Chirurgie de l'épaule et arthroscopie

Début de l’arthroscopie de l'épaule :

L’arthroscopie d‘épaule est apparu dans les années 1980. C’est la deuxième articulation a avoir largement évolué vers l’arthroscopie, après l’articulation du genou. Au départ, l’arthroscopie d’épaule était strictement limitée à l’exploration et aux traitements des pathologies internes à l’articulation gléno-humérale. Dans les années 1990, l’arthroscopie de l’épaule a évolué vers l’exploration et le traitement des pathologies non plus strictement limitées à l'articulation mais également en dehors de la poche articulaire, au niveau peri-articulaire ; au niveau de l’espace sous acromial.

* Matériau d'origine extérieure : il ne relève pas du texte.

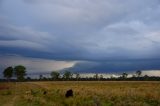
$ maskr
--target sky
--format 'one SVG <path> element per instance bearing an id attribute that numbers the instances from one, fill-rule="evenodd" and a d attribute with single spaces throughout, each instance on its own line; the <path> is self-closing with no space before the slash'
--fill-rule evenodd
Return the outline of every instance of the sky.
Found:
<path id="1" fill-rule="evenodd" d="M 0 0 L 0 72 L 20 64 L 28 73 L 160 70 L 160 0 Z"/>

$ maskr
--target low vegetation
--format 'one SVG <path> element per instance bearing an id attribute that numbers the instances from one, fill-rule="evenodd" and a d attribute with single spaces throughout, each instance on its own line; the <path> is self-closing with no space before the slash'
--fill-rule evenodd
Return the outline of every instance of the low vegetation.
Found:
<path id="1" fill-rule="evenodd" d="M 0 106 L 159 106 L 160 82 L 3 82 L 0 98 Z"/>

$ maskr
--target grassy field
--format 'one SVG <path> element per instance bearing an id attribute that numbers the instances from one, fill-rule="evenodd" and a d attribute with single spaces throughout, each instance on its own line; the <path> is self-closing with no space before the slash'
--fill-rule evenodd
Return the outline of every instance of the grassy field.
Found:
<path id="1" fill-rule="evenodd" d="M 0 106 L 160 106 L 160 82 L 0 83 Z"/>

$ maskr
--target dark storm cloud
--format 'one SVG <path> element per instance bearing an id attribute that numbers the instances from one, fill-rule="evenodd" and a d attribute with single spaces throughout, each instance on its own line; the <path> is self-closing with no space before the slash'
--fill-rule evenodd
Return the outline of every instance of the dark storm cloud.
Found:
<path id="1" fill-rule="evenodd" d="M 71 68 L 78 73 L 118 73 L 135 72 L 137 70 L 160 70 L 160 60 L 120 60 L 107 62 L 79 62 Z"/>

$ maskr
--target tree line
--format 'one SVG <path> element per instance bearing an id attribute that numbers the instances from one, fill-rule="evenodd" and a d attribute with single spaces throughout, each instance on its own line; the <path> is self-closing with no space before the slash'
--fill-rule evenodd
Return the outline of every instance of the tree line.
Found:
<path id="1" fill-rule="evenodd" d="M 63 73 L 60 73 L 58 71 L 52 71 L 50 73 L 51 78 L 43 77 L 42 74 L 39 75 L 39 79 L 33 79 L 30 77 L 25 78 L 26 74 L 26 68 L 23 65 L 18 65 L 15 67 L 7 67 L 3 71 L 3 75 L 6 78 L 7 81 L 160 81 L 160 77 L 150 77 L 150 76 L 142 76 L 142 71 L 138 70 L 133 74 L 132 77 L 128 77 L 128 74 L 126 72 L 122 73 L 121 76 L 115 78 L 104 78 L 101 74 L 94 74 L 92 77 L 81 77 L 79 73 L 72 73 L 71 71 L 65 71 Z M 74 75 L 74 77 L 73 77 Z M 11 79 L 12 77 L 16 79 Z"/>

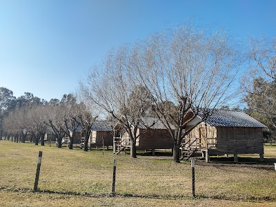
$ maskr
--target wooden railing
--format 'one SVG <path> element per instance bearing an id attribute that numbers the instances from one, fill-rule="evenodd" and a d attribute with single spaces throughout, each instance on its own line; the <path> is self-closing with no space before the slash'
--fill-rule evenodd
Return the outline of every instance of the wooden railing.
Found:
<path id="1" fill-rule="evenodd" d="M 181 146 L 187 148 L 215 149 L 217 148 L 217 138 L 192 138 L 190 140 L 188 140 L 186 143 L 182 144 Z"/>
<path id="2" fill-rule="evenodd" d="M 113 142 L 116 146 L 131 146 L 131 139 L 130 137 L 113 137 Z"/>

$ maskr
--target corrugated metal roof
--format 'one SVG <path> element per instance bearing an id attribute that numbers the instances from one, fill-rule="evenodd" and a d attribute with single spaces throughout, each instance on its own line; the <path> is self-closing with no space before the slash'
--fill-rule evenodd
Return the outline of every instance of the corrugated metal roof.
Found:
<path id="1" fill-rule="evenodd" d="M 112 128 L 106 121 L 95 121 L 91 126 L 92 131 L 111 132 Z"/>
<path id="2" fill-rule="evenodd" d="M 172 125 L 170 125 L 172 128 L 175 128 Z M 141 118 L 139 128 L 152 128 L 152 129 L 167 129 L 165 125 L 158 118 L 144 117 Z"/>
<path id="3" fill-rule="evenodd" d="M 198 117 L 201 119 L 199 112 Z M 206 123 L 213 126 L 265 128 L 265 125 L 241 111 L 215 110 Z"/>

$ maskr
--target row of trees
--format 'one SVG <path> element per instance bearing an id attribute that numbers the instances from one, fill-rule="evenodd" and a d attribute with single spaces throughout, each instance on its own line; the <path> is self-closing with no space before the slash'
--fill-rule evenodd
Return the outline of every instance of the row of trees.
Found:
<path id="1" fill-rule="evenodd" d="M 81 83 L 80 90 L 121 123 L 131 139 L 133 157 L 138 126 L 150 111 L 170 132 L 173 161 L 179 162 L 184 136 L 236 91 L 232 83 L 243 57 L 237 48 L 223 32 L 210 34 L 187 24 L 110 52 Z M 204 119 L 184 130 L 199 112 Z"/>
<path id="2" fill-rule="evenodd" d="M 246 50 L 249 48 L 250 51 Z M 31 117 L 32 122 L 35 116 L 30 115 L 30 111 L 35 114 L 37 110 L 41 117 L 43 110 L 39 107 L 48 111 L 40 122 L 43 124 L 43 129 L 52 128 L 59 146 L 61 133 L 70 136 L 69 128 L 74 130 L 81 124 L 87 133 L 90 132 L 96 116 L 91 115 L 91 108 L 95 108 L 87 110 L 87 106 L 97 106 L 104 117 L 119 123 L 128 133 L 133 157 L 136 157 L 137 130 L 142 117 L 155 117 L 170 132 L 174 141 L 173 160 L 179 162 L 179 148 L 184 136 L 214 110 L 237 101 L 239 92 L 243 92 L 243 99 L 248 104 L 246 112 L 263 121 L 270 132 L 275 130 L 275 41 L 255 40 L 244 48 L 225 32 L 206 32 L 187 23 L 110 51 L 102 63 L 95 66 L 87 79 L 80 83 L 81 103 L 66 96 L 61 101 L 51 99 L 49 102 L 39 102 L 39 99 L 32 97 L 30 99 L 35 107 L 30 107 L 29 103 L 10 104 L 21 103 L 16 101 L 18 99 L 0 103 L 2 112 L 20 106 L 18 111 L 26 118 Z M 244 68 L 248 62 L 249 72 L 241 81 L 240 87 L 237 76 L 241 66 Z M 7 94 L 12 97 L 12 93 Z M 16 112 L 10 112 L 10 116 Z M 199 113 L 203 119 L 184 130 Z M 17 126 L 20 126 L 19 122 Z M 33 131 L 37 133 L 38 126 L 28 129 L 32 131 L 35 128 Z"/>
<path id="3" fill-rule="evenodd" d="M 10 91 L 6 88 L 1 88 L 4 91 Z M 12 94 L 12 92 L 10 92 Z M 30 93 L 26 93 L 32 95 Z M 33 97 L 32 95 L 30 97 Z M 40 100 L 36 98 L 35 100 Z M 25 142 L 28 135 L 31 135 L 36 145 L 41 141 L 44 145 L 44 136 L 47 131 L 55 134 L 57 141 L 57 147 L 61 147 L 61 140 L 65 136 L 70 139 L 69 148 L 72 149 L 75 132 L 78 127 L 83 126 L 83 132 L 88 141 L 90 135 L 90 125 L 95 121 L 90 108 L 83 103 L 77 103 L 74 95 L 64 95 L 61 101 L 57 99 L 47 101 L 25 101 L 24 105 L 17 106 L 11 109 L 8 101 L 2 101 L 7 106 L 3 108 L 1 121 L 1 132 L 6 132 L 5 136 L 12 135 L 14 139 L 20 137 L 22 142 Z M 17 99 L 12 99 L 16 101 Z M 1 132 L 2 133 L 2 132 Z M 87 141 L 85 150 L 88 150 Z"/>

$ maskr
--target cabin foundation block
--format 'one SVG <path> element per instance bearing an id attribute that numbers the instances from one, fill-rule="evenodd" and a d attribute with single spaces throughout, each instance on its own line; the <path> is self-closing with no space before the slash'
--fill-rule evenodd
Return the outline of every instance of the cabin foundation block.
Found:
<path id="1" fill-rule="evenodd" d="M 235 162 L 238 162 L 239 159 L 237 158 L 237 154 L 234 154 L 234 161 Z"/>
<path id="2" fill-rule="evenodd" d="M 259 154 L 259 161 L 264 161 L 264 154 Z"/>

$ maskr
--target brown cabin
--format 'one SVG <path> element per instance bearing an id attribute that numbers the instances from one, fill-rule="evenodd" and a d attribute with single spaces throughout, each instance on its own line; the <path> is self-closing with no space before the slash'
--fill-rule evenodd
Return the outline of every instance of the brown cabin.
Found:
<path id="1" fill-rule="evenodd" d="M 56 136 L 55 136 L 55 133 L 50 130 L 47 130 L 44 135 L 44 141 L 55 141 Z"/>
<path id="2" fill-rule="evenodd" d="M 72 136 L 72 130 L 69 129 L 70 130 L 70 135 Z M 79 144 L 80 142 L 81 141 L 81 139 L 84 138 L 84 134 L 82 132 L 82 126 L 79 126 L 76 130 L 75 130 L 75 135 L 74 135 L 74 139 L 73 139 L 73 144 L 75 144 L 76 146 L 77 144 Z M 68 139 L 68 144 L 70 143 L 70 139 L 69 137 L 66 136 L 65 139 Z"/>
<path id="3" fill-rule="evenodd" d="M 186 127 L 201 119 L 200 113 Z M 195 127 L 182 140 L 182 157 L 201 152 L 206 161 L 210 155 L 259 154 L 264 158 L 262 130 L 266 126 L 240 111 L 215 110 L 204 122 Z"/>
<path id="4" fill-rule="evenodd" d="M 165 126 L 157 118 L 142 117 L 137 130 L 137 150 L 171 149 L 173 141 Z M 117 124 L 114 130 L 113 152 L 118 154 L 123 149 L 131 147 L 128 133 Z"/>
<path id="5" fill-rule="evenodd" d="M 96 121 L 91 126 L 88 144 L 91 147 L 113 146 L 113 133 L 111 125 L 106 121 Z"/>

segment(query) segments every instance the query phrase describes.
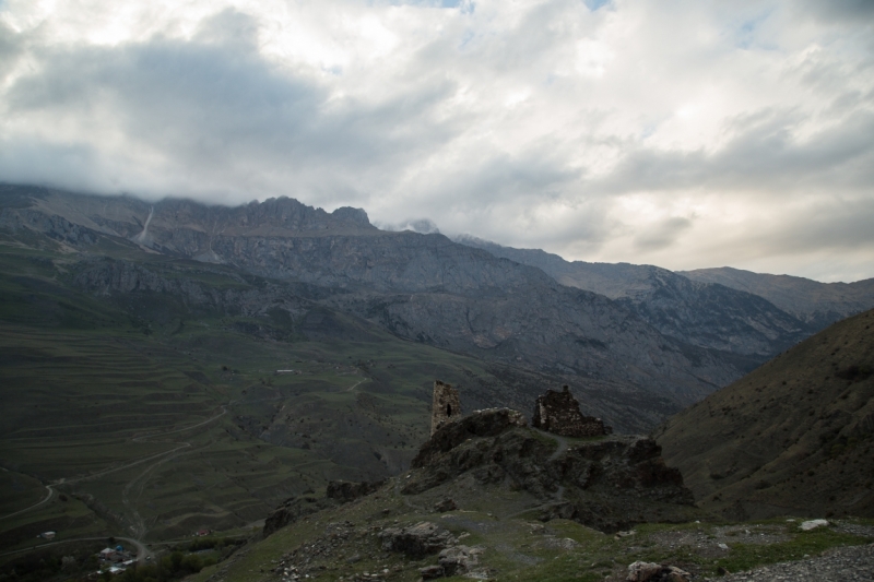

Indications et arthroscopie de l'épaule

Parmi les différentes pathologies de l’épaule, on différencie les pathologies post-traumatiques et les pathologies d’usure.

Les pathologies post-traumatiques sont la conséquence d’anciens traumatismes de l’épaule, séquelles de luxation glèno-humérale (luxation d'épaule) et/ou séquelles de disjonction acromio-claviculaire. Elles représentent environ 20 à 30% de la chirurgie de l’épaule.

Les pathologies d’usure (dégénératives) sont de loin les plus fréquentes, elles correspondent aux souffrances des tendons de la coiffe des rotateurs. Au départ simple tendinite de l’épaule (tendinopathie non rompu de la coiffe, tendinite du biceps), on parle alors de conflit sous acromial. Cette usure de la coiffe des rotateurs survient par frottement comme une corde qui frotte sur un rocher et peut aboutir à de véritables ruptures de la coiffe des rotateurs plus ou moins large (tendinopathie rompue de la coiffe).Dans le même temps, l’apparition des premières ancres arthroscopiques (début des années 2000) a permis de simplifier et d’améliorer la qualité des réparations.

L'arrivée des ancres a permis l'essort de la chirurgie de réparation tendineuse à l'épaule

L'arthroscopie d'épaule, du diagnostic au traitement :

Au départ technique diagnostic, l’arthroscopie d’épaule était d’abord cantonnée à l’exploration de l’espace intra-articulaire (articulation gléno-huméral) puis a progressivement évolué vers des pathologies de plus en plus éloignées de l’articulation gléno-humérale: rupture haute de la coiffe (sus-épineux) puis ruptures postérieures et enfin rupture antérieure de la coiffe des rotateurs (sub-scapulaire). Dans les larges ruptures de coiffe non réparables, des chirurgies de  réparation par transfert tendineux (lambeau du muscle grand dorsal) ont même été développées sous arthroscopie .

Cicatrice d'une butée coracoidienne sous arthroscopie à 1 mois de l'intervention

Alors qu’au début des années 2000, une petite moitié des interventions de l’épaule pouvaient être réalisées sous arthroscopie, l’apparition de la butée coracoidienne sous arthroscopie et l’apparition des traitements des pathologies acromio-claviculaires (aigu et chronique) ont permis d’élargir les indications de l’arthroscopie à toutes les pathologies de l’épaule. Même des gestes de chirurgie nerveuse comme la libération du nerf supra-scapulaire peuvent etre réalisés sous arthroscopie.

Aujourd’hui, les seules interventions réalisées sans arthroscopie sont les prothèses d’épaule et certaines fractures complexes de l’épaule.

L’arthroscopie d’épaule est l’arthroscopie du membre supérieur qui a le plus permis de progresser vers le diagnostic et le traitement des pathologies non-articulaires.